Libreville is the largest city of Gabon and also its capital. Located in central Africa, this city is a port and timber trade center on the Komo River near the Gulf of Guinea. This vibrant city has a population of around half a million people and compared to the other capitals in the region, is a fairly modern looking town in parts with casinos and large hotels lining the nicest beaches in town. Libreville International Airport is the largest airport in Gabon and is located around 11 kms north of the city.
The city’s major districts are Batterie I, Quarter Louis (residential area known for its nightlife), Mont-Bouet and Nombakele (busy commercial areas), Glass (The first European settlement), Oloumi (a major industrial area) and Lalala (residential area).
The drier and cooler months are between June and August, which is the best time to visit Gabon, and the short, dry period is between December and January. It is warm and tropical in this city all year round.
Libreville was founded as a town by freed slaves in 1848. The French navy had stopped a Portuguese ship carrying the slaves to Brazil and let the liberated women and men settle in Libreville. ‘Libreville’ literally means ‘free town’ in French. Slowly the city grew up until independence from France in 1960 and has since had steadily increased its population. Almost half of all Gabonese now live in the capital.

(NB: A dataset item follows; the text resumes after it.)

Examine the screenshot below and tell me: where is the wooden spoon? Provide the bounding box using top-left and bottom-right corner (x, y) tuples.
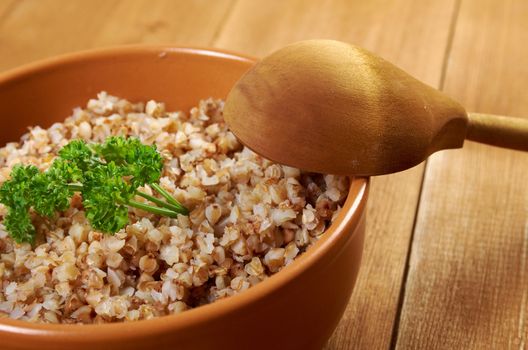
(224, 40), (528, 175)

You can eat like a king in Libreville – the variety and quality of restaurants is surprisingly better than one would expect. Restaurants are a variety of cultures ranging from French to Japanese, Chinese and Vietnamese and Gabon specialises in bush meat so you can find python, crocodile, porcupine and even monkey. The prices in the restaurants in Libreville can vary incredibly, from top quality French cuisine at extraordinary prices such as Le Phare du Large and Le Bateau Ivre to local joints which are far more affordable. Labenese restaurants often the best value for money and are called ‘Cuisine Mediterraneenne’.
Top attractions in Libreville are Musee des Arts et Traditions which offers a good insight into Gabon’s thriving arts scene which is very traditional. Masks, sculptures and crafts. If you want to buy your own masks and curios, you can always head to the artisan market; L’Eglise St-Michel (St Michael’s Cathedral) which has the bible depicted in scenes on thirty one carved wooden columns; the Presidential Palace which was built in 1970 and is an interesting building that rises fro the low-lying landscape of the city; the French cultural centre; the Arboretum de Sibang and Point-Denis Beach, one of Libreville’s two primary beaches, it offers camping in addition to standard beach activities.